Bir diğer önemli faktör, Avrupalı ülkelerin askeri altyapıdaki eksiklikleridir. Avrupalı ülkelerin bir taraftan savunma kapasitesini artırma çalışırken diğer taraftan da mevcut askeri altyapının modernizasyonu ve güçlendirilmesi konusunda önemli zorluklarla karşılaşma ihtimali oldukça yüksektir. Çünkü bugüne kadar Avrupa’nın askeri gücü ABD tarafından desteklenmiştir. ABD’nin bu desteğini çekmesiyle özellikle askeri üslerin, iletişim ve lojistik ağlarının güncellenmesi, yanı sıra gelişmiş savunma sistemlerinin kurulması gerekliliği, birçok Avrupa ülkesinin stratejik planlarını etkilemektedir. Bu eksiklikler, Avrupa’nın bağımsız bir savunma yapısı oluşturma çabalarını sınırlamakta ve NATO’ya olan bağımlılığı artırmaktadır. Dolayısıyla askeri altyapıdaki bu eksiklikler, Avrupa’nın güvenlik hedeflerine ulaşabilmesini zorlaştıran önemli bir engel teşkil etmektedir.
Son olarak ve en önemlisi, oluşturulması planlanan stratejik özerkliğin ve bağımsız Avrupa Ordusu’nun dümeninde hangi ülkenin oturacağı sorusunun henüz netlik kazanmamış olmasıdır. Bugün her ne kadar AB ve üye ülkeler savunma bütçelerini artırma kararı almış olsalar da bu kararlar yalnızca finansal kaynakları artırmakla kalmayıp aynı zamanda hangi ülke veya ülkelerin liderlik rolünü üstleneceği, Avrupa’nın savunma politikalarını şekillendirecek ana aktörlerin kim veya kimler olacağı konusunda belirsizlikler ortaya çıkmaktadır. Avrupa’da stratejik özerklik ve bağımsız bir ordu kurma çabaları, aynı zamanda üye ülkeler arasındaki güç dengeleri ve liderlik çekişmeleriyle de karmaşıklaşmaktadır. Bu belirsizlik, Avrupa’nın güvenlik ve savunma yapısının güçlendirilmesi sürecinde önemli bir engel teşkil etmektedir.

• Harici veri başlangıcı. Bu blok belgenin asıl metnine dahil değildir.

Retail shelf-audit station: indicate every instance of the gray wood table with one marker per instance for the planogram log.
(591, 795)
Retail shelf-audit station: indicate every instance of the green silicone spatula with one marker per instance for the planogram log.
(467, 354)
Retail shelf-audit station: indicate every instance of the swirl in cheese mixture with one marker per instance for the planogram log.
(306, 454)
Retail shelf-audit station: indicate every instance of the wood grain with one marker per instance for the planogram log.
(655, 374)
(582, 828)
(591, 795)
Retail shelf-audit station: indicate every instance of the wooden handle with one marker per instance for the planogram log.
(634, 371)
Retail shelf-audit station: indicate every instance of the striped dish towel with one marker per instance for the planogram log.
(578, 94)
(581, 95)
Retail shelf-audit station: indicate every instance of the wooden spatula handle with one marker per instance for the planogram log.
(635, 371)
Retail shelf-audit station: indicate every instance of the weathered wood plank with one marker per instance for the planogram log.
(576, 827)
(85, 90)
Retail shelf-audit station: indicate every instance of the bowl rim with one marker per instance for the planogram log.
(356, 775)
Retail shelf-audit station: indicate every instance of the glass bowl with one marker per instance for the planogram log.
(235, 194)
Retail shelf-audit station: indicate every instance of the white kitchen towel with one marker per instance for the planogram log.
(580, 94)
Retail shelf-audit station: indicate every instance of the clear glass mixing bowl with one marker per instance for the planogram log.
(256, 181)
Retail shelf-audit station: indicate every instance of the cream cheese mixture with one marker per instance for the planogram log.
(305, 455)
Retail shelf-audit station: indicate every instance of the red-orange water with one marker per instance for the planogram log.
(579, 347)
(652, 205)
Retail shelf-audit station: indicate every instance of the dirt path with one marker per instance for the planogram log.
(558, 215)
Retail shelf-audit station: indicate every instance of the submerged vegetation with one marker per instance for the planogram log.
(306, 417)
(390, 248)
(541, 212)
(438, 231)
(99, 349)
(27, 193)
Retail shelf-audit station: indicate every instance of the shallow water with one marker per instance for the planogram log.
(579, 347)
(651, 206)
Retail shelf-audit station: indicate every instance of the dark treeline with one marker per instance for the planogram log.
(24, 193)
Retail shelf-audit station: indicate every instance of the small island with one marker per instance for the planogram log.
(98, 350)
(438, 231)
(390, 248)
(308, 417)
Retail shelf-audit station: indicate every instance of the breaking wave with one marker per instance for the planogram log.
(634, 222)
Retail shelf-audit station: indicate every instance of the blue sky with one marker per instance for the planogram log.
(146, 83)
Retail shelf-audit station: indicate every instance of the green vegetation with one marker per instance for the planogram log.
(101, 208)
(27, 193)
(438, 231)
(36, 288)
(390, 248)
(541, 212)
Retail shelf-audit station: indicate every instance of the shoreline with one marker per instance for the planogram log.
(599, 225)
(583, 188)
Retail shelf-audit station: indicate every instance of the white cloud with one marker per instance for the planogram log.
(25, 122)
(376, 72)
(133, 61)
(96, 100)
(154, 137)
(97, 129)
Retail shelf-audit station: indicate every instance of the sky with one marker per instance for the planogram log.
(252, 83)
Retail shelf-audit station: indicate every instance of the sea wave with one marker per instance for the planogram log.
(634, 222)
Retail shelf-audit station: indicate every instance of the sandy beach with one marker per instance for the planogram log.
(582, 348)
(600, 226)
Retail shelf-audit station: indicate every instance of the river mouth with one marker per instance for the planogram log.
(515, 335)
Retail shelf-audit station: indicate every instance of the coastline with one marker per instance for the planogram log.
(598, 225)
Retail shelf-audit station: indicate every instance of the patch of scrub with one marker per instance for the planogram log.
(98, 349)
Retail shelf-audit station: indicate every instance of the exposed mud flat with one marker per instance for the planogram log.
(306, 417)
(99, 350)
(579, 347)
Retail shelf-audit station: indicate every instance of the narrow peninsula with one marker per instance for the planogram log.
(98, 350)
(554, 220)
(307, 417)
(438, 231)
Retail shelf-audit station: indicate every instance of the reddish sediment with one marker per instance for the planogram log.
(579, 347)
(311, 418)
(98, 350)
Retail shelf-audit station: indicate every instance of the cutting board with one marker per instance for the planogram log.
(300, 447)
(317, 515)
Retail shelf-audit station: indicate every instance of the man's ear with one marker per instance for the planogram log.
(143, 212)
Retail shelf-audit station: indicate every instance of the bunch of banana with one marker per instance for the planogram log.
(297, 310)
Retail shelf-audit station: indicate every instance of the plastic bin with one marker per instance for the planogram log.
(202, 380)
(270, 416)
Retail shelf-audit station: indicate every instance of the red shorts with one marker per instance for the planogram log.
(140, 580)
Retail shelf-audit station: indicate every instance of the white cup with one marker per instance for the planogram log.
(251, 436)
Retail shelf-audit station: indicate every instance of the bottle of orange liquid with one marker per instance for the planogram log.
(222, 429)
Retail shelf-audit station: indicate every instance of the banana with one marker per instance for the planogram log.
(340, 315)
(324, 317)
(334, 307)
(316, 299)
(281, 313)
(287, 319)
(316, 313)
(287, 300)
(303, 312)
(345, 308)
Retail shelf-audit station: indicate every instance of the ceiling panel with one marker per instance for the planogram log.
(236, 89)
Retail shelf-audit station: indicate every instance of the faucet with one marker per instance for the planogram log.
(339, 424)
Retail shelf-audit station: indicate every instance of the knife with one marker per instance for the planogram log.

Son dönemde Avrupalı ülkeler, karşı karşıya kaldıkları küresel güvenlik tehditleri, ekonomik zorluklar ve jeopolitik değişimlerle paralel olarak alternatif çözüm yolları arayışına girmiştir. Özellikle ABD’nin küresel stratejik rolündeki belirsizlikler ve NATO içindeki dinamiklerin değişmesi, Avrupa’nın güvenlik ve dış politika kararlarında yeni yaklaşımlar geliştirmesini zorunlu kılmaktadır. Bu bağlamda AB ve Avrupa ülkeleri, yalnızca ABD ile olan geleneksel ittifaklarını gözden geçirmekle kalmayıp aynı zamanda bölgesel güvenlik meselelerinde Türkiye gibi stratejik ortaklarla daha derin işbirlikleri kurmayı planlamaya başlamışlardır. Zira günümüzde Türkiye’nin coğrafi konumu, askeri kapasitesi, ordusunun modern teknolojilerle donatılmış olması ve bölgesel etkisi, Avrupa’nın güvenliği açısından vazgeçilmez bir aktör haline gelmesine yol açmaktadır. Özellikle Orta Doğu, Kafkasya ve Akdeniz gibi jeopolitik açıdan kritik bölgelerdeki etkinliği, Türkiye’yi yalnızca bölgesel bir güç olmaktan çıkararak Avrupa güvenliği için stratejik bir ortak konumuna taşımaktadır.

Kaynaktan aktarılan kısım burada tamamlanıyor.